No le estaba dado al Gran Planificador comprender la esencia de su error. Miraba con desparpajo mientras imaginaba una muerte sin cruz para aquel que tenía al frente. Uno más, vencido por el argumento más preclaro, porque el que tiene la fuerza impone sus condiciones. “Volviste en mala época. Te cuadraste mal de nuevo”, atinó a decir con soberbia desbordada. Pero el otro callaba. Se cruzaban las miradas y el silencio era un grito ensordecedor. “¿Por qué se gloria el malvado de su ambición y el codicioso se felicita con su insolencia, si al final toda codicia termina siendo el polvo en el que te convertirás? Todos están sometidos al escrutinio, algún día rendirás cuentas y saldrás fallo. Serás contado, pesado, dividido, y puesto fin a tu época. Serás vencido porque has querido ser como dios, siendo como eres un insignificante arrebato de maldad”. Todo eso pareció haberse dicho, pero solo dijo “No entiendes nada”.
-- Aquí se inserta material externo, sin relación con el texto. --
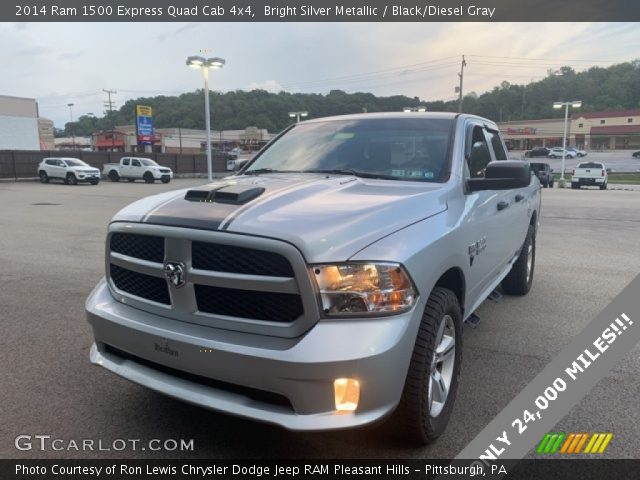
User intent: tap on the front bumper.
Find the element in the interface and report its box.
[86,280,421,430]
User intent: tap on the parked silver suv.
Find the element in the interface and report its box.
[86,113,540,442]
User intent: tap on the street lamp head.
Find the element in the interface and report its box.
[205,57,226,68]
[187,56,206,68]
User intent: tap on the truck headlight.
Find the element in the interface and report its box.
[311,263,416,317]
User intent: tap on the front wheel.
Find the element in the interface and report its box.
[502,225,536,295]
[395,287,462,445]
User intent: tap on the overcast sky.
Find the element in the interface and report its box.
[0,23,640,127]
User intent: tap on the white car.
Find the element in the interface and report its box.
[38,157,100,185]
[102,157,173,183]
[547,147,578,158]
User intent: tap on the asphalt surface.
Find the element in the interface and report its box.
[0,180,640,458]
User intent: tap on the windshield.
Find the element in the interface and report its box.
[244,118,453,182]
[64,158,89,167]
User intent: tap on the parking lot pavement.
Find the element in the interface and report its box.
[0,180,640,458]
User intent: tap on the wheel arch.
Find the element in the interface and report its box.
[433,267,466,318]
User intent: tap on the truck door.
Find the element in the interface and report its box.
[484,126,528,273]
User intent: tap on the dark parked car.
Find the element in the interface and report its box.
[524,147,550,158]
[531,163,553,188]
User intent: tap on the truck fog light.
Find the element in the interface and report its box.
[333,378,360,412]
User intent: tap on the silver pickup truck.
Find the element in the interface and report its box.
[86,113,540,443]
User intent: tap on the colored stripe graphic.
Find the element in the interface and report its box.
[536,432,613,455]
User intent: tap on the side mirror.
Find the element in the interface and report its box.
[467,160,531,192]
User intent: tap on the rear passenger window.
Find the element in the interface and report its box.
[487,130,507,160]
[467,126,491,178]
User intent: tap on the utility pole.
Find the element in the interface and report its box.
[458,55,467,113]
[102,88,118,152]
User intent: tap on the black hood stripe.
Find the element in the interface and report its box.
[142,177,316,230]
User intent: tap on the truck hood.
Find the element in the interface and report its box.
[113,173,447,262]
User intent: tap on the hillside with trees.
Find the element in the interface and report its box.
[60,60,640,135]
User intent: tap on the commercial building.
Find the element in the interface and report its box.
[571,110,640,150]
[0,95,40,150]
[498,110,640,150]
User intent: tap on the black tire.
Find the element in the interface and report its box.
[391,287,462,445]
[64,173,78,185]
[502,225,536,295]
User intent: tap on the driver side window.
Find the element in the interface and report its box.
[465,126,491,178]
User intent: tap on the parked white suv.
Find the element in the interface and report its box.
[38,157,100,185]
[102,157,173,183]
[547,147,578,158]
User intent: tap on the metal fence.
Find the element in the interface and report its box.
[0,150,227,180]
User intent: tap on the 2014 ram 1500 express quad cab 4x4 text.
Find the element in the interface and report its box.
[86,113,540,442]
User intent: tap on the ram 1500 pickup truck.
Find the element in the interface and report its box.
[102,157,173,183]
[86,112,540,443]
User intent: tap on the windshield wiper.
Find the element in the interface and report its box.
[302,168,398,180]
[243,168,299,175]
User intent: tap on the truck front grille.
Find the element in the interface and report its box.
[109,263,171,305]
[106,226,319,337]
[110,233,164,263]
[192,242,294,277]
[194,285,303,323]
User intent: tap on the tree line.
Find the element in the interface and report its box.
[61,60,640,136]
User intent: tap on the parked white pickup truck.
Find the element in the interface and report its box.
[571,162,608,190]
[102,157,173,183]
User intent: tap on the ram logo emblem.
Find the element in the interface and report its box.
[164,262,186,288]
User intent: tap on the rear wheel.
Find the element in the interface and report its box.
[64,173,78,185]
[502,225,536,295]
[395,287,462,444]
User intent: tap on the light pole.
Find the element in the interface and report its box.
[553,100,582,186]
[67,103,76,150]
[187,56,225,181]
[289,112,309,123]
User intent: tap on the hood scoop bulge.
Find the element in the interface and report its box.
[184,185,265,205]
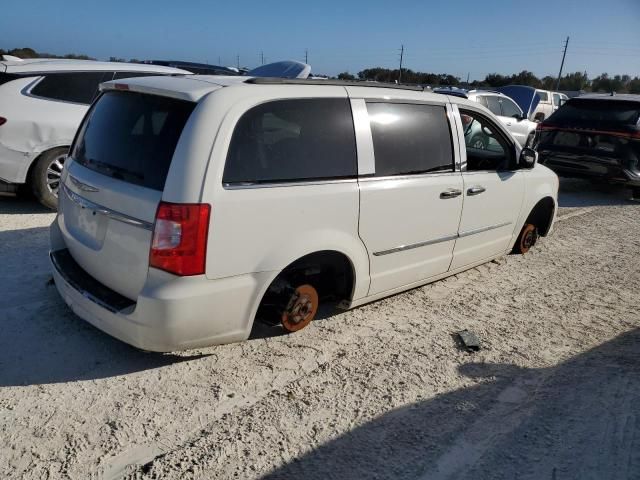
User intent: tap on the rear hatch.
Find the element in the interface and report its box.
[58,90,196,299]
[537,98,640,179]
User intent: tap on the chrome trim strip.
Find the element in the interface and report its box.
[62,184,153,230]
[458,222,513,238]
[373,222,513,257]
[451,103,467,172]
[358,170,460,183]
[68,174,100,192]
[351,98,376,175]
[373,234,458,257]
[222,177,358,190]
[446,103,462,172]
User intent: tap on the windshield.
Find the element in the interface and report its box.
[545,98,640,129]
[71,92,195,190]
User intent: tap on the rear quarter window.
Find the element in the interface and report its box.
[367,102,454,177]
[222,98,357,185]
[30,72,113,104]
[71,91,196,190]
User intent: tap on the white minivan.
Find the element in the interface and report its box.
[50,76,558,351]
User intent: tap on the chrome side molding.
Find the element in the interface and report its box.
[62,184,153,230]
[373,222,513,257]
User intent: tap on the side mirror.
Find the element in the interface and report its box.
[518,147,538,168]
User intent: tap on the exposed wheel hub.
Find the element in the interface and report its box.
[282,285,318,332]
[520,223,538,253]
[46,153,67,197]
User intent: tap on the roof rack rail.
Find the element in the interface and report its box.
[244,77,424,92]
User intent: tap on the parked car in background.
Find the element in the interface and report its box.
[533,89,569,122]
[535,94,640,199]
[50,77,558,351]
[0,58,190,209]
[467,90,538,147]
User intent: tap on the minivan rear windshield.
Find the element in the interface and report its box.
[71,92,196,191]
[545,98,640,130]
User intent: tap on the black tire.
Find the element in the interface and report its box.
[30,147,69,210]
[511,223,538,255]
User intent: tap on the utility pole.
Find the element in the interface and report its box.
[398,45,404,83]
[556,37,569,91]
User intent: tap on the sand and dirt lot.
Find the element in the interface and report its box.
[0,180,640,480]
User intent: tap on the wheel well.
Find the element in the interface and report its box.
[526,197,555,237]
[263,250,355,302]
[278,250,355,300]
[24,145,70,185]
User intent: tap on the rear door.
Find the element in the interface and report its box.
[451,109,525,270]
[56,91,195,299]
[352,99,462,295]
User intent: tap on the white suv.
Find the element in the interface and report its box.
[0,57,190,208]
[467,90,538,147]
[50,76,558,351]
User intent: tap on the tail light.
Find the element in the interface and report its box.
[149,202,211,276]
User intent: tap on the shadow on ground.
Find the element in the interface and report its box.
[0,195,54,215]
[265,329,640,480]
[558,177,637,207]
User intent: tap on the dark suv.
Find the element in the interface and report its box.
[535,94,640,199]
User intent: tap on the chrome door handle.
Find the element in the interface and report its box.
[440,188,462,198]
[467,185,486,196]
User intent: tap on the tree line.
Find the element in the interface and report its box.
[0,48,640,93]
[0,47,95,60]
[337,67,640,93]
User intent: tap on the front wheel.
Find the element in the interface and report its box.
[281,284,319,332]
[31,147,69,210]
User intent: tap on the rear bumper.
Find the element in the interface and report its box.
[50,246,272,352]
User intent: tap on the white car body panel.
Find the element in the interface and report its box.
[468,90,538,147]
[51,77,558,351]
[0,59,190,183]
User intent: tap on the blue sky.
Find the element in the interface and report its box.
[0,0,640,79]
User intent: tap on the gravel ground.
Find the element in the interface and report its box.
[0,181,640,480]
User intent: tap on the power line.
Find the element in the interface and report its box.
[398,45,404,83]
[556,37,569,91]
“No entiendes la portentosa capacidad de los que deciden luchar por su libertad. No atinas a comprender que, llegado el momento, lo que parecía desecho pasa a ser piedra angular, la debilidad se transforma en fuerza, el desánimo en determinación, y la complacencia pasa a ser exigencia de cambio. Demasiados siglos son testigos de la única cosa que está fuera de tu capacidad de dominio, una verdad que no ha sido quebrantada, tan simple como que el mal nunca se impone definitivamente. Y ese también será tu destino. Los que ahora sometes, cautivarán a sus cautivadores y dominarán a sus opresores. Y la gente, poco a poco, restaurará las bases de su libertad, la única arma que pueden blandir contra su propio pecado”.

Una chispa iluminó toda la sala y mostró que ya no había nadie más que un pobre poderoso solitario condenado a descontar los días. Él se había ido, no estaba previsto que muriera de nuevo, eso ya había ocurrido. Algunos dicen que lo vieron en medio de las nubes de gas represor, sereno y firme, del lado de los que apresuraban el paso para abrir las puertas de la libertad.